The factors that must be considered when forecasting a storm include:

  1. when it will start
  2. when it will stop
  3. how hard it will snow
  4. the ground temperatures
  5. if ground temps will change
  6. and the temperatures through several layers of atmosphere

These factors determine whether the precipitation falls as rain, snow or sleet as well as whether it will melt or stay frozen once it touches the ground. If the meteorologist has even slightly incorrect data for any one of those factors, his or her forecast could be completely wrong. How’s that for pressure?

A meteorologist uses three general tools to develop a forecast: computer models, radar and satellite imagery. All of which provide a glimpse into the current and previous weather patterns, but none of them are able to predict future weather patterns with 100% accuracy.

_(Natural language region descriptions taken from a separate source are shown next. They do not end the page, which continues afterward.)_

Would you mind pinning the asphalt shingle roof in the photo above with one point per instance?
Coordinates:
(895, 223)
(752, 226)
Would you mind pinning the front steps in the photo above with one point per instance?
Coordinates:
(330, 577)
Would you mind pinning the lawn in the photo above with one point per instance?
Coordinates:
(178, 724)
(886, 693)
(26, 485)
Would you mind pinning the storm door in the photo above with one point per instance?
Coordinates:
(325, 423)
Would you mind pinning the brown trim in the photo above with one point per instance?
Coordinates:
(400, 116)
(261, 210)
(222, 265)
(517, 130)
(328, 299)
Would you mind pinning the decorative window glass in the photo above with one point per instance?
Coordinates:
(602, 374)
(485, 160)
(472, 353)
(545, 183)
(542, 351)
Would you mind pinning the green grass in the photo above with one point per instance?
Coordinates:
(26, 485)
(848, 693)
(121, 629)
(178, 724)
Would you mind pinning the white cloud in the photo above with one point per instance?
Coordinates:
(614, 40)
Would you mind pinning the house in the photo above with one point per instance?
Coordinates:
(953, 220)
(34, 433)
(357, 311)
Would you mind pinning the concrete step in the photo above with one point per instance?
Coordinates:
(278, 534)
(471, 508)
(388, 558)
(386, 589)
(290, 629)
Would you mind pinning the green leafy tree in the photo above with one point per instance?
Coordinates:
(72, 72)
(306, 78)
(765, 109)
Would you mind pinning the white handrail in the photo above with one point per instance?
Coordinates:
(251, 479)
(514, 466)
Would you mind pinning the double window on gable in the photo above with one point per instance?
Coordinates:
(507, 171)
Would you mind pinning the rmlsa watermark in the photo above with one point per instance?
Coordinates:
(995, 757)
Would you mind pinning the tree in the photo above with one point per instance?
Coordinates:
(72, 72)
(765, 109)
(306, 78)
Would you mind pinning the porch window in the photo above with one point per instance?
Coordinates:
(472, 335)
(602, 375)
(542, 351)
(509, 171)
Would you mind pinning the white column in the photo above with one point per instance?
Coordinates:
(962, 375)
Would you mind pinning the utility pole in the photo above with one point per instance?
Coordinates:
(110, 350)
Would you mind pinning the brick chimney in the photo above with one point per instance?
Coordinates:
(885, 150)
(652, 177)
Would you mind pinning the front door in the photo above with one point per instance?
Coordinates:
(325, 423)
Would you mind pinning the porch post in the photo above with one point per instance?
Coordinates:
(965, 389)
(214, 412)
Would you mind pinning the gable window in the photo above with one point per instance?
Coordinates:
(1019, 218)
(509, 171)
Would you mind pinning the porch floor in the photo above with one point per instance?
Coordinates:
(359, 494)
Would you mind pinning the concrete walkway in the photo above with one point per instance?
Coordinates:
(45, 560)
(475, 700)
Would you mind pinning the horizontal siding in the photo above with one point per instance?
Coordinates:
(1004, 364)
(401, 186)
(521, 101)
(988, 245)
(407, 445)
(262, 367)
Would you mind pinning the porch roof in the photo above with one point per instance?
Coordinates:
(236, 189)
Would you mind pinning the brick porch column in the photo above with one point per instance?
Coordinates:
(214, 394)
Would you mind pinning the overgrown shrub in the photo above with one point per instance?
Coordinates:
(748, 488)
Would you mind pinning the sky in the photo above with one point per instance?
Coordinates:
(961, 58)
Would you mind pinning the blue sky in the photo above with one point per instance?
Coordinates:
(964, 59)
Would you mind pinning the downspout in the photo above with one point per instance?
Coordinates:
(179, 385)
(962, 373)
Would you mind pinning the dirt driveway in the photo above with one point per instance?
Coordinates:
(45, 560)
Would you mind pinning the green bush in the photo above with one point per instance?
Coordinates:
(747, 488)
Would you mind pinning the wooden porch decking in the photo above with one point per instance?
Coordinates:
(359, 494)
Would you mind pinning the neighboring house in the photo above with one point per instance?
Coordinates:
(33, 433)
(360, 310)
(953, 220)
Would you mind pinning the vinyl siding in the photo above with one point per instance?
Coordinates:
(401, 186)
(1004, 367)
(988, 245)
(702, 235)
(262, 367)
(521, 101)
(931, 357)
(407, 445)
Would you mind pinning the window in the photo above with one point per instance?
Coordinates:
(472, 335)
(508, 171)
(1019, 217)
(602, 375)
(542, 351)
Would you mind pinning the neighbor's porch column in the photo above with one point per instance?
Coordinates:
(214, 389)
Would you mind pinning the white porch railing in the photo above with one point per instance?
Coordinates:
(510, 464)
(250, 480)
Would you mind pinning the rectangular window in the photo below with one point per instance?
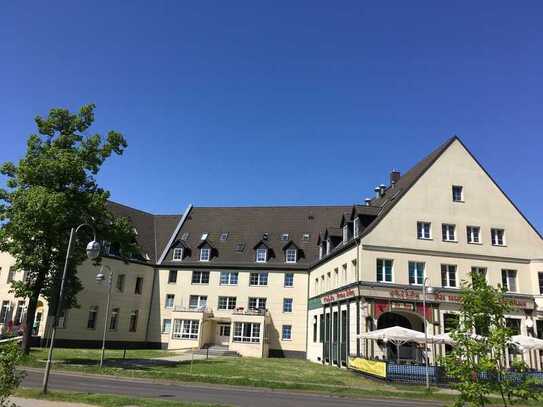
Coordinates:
(498, 237)
(289, 280)
(246, 332)
(291, 255)
(205, 254)
(448, 275)
(384, 271)
(458, 193)
(229, 278)
(133, 321)
(198, 302)
(474, 234)
(172, 277)
(138, 289)
(416, 273)
(258, 279)
(177, 254)
(261, 255)
(169, 301)
(114, 320)
(200, 277)
(287, 304)
(227, 303)
(166, 326)
(286, 332)
(91, 320)
(424, 230)
(257, 303)
(120, 282)
(186, 329)
(448, 232)
(509, 280)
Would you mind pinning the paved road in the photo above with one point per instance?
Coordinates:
(229, 395)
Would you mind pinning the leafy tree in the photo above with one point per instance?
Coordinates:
(10, 378)
(477, 361)
(50, 190)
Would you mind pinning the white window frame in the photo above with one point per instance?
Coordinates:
(177, 254)
(421, 230)
(471, 235)
(291, 255)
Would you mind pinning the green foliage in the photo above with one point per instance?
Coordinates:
(477, 361)
(50, 190)
(10, 378)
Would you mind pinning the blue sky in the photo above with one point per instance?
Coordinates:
(266, 103)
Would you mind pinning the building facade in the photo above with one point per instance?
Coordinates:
(305, 281)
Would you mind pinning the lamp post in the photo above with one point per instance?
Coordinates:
(93, 251)
(99, 278)
(426, 288)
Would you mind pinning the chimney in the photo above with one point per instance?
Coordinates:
(394, 177)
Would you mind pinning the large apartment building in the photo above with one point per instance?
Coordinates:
(305, 281)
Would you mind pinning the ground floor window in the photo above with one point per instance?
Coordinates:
(246, 332)
(186, 329)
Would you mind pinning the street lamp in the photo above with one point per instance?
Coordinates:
(93, 251)
(426, 289)
(99, 278)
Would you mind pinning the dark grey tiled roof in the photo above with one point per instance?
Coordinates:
(248, 226)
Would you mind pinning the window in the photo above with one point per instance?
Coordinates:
(4, 312)
(509, 280)
(246, 332)
(458, 193)
(227, 303)
(448, 275)
(416, 273)
(172, 277)
(289, 280)
(177, 254)
(166, 326)
(286, 332)
(257, 303)
(258, 279)
(291, 255)
(424, 230)
(133, 321)
(198, 302)
(114, 320)
(474, 234)
(205, 254)
(200, 277)
(138, 289)
(229, 278)
(91, 320)
(169, 301)
(120, 282)
(261, 255)
(287, 304)
(384, 271)
(186, 329)
(498, 237)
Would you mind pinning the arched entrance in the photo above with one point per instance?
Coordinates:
(405, 319)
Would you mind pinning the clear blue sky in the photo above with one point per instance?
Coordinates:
(266, 103)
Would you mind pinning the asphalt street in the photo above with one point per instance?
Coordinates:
(228, 395)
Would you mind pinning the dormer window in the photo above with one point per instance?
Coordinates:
(291, 255)
(177, 254)
(205, 254)
(261, 255)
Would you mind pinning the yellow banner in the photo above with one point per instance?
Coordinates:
(373, 367)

Computer programs make equations using giant amounts of data, such as wind direction, strength, barometric pressure, evaporation rates, and temperatures at varying levels. However, since none of those factors are constant, the program continuously computes new data for every single location. It then calculates how the data in one location will affect neighboring area. The result of all of this arithmetic is the weather model that you hear meteorologists discuss. Data is taken from airplane instruments, weather balloons, radar and satellites. There are still many areas that could benefit from more sources, such as areas over the ocean.

To add to the confusion, states “the equations of upper air motion and the number of atmospheric levels that computer models use in their databases vary from model to model. Due to the differences in programming, one model’s prediction of a weather event may vary greatly from a second model’s.” In other words, one model may show that a winter storm is moving over Kansas while another model shows it going south into Oklahoma. In this case, the forecaster’s intuition and experience dictates the final forecasting decisions.